Separation and longing
“In 1973, my father died and I couldn’t go back to Gaza to receive condolences for his death. The same happened in 1981, when my mother died on a hospital bed,” al-Khaldi recalled. Since his resident’s ID card was confiscated shortly after the war, “it was extremely difficult for me to get a visitor’s permit to go back to the Gaza Strip to share the hard times with my brothers and sisters.”
These experiences heightened the yearning to return home, especially for Umm Mahmoud. “We had lost hope of returning back to Gaza,” she said. “Almost two years before we moved back to Gaza following the Oslo accords of 1993, a Libyan man wanted to marry my daughter Manal, and we agreed to the marriage and now she lives with him in Libya.” The current war in Libya has caused Umm Mahmoud and Abu Mahmoud to worry about their daughter, who is nonetheless “doing well.”
“I do not regret accepting the marriage of my daughter to a Libyan,” Umm Mahmoud said. “What I do regret is the fact that our family had to emigrate into the diaspora and was scattered from one place to another.
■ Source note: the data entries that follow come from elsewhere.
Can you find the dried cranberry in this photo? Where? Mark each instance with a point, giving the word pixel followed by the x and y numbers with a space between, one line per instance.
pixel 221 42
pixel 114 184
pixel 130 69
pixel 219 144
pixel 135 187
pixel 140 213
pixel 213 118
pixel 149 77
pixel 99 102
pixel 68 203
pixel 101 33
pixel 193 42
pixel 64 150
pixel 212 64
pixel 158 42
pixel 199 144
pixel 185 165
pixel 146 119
But we are blessed to have been in Gaza for the past 16 years, despite the many hard circumstances in the territory.”
“A single moment of ghurba [diaspora] is equal to all the bad conditions of Gaza put together,” Umm Mahmoud said. “So I have recently advised my 35-year-old son Ashraf against emigrating.”
Umm Mahmoud, who originally hails from the village of Karatiya north of the Gaza Strip in what is now Israel, is firm about this, even despite Gaza’s high unemployment, which was recently estimated to be over 40 percent. “I advise those who wish to leave the Palestinian homeland to stick to their homeland. As they say, ‘east or west, home is best,’” she said.
Living outside the homeland for so many years “has been a very bitter experience for me and my family,” Umm Mahmoud said as she held a little grandson in her arms.
Rami Almeghari is a journalist and university lecturer based in the Gaza Strip.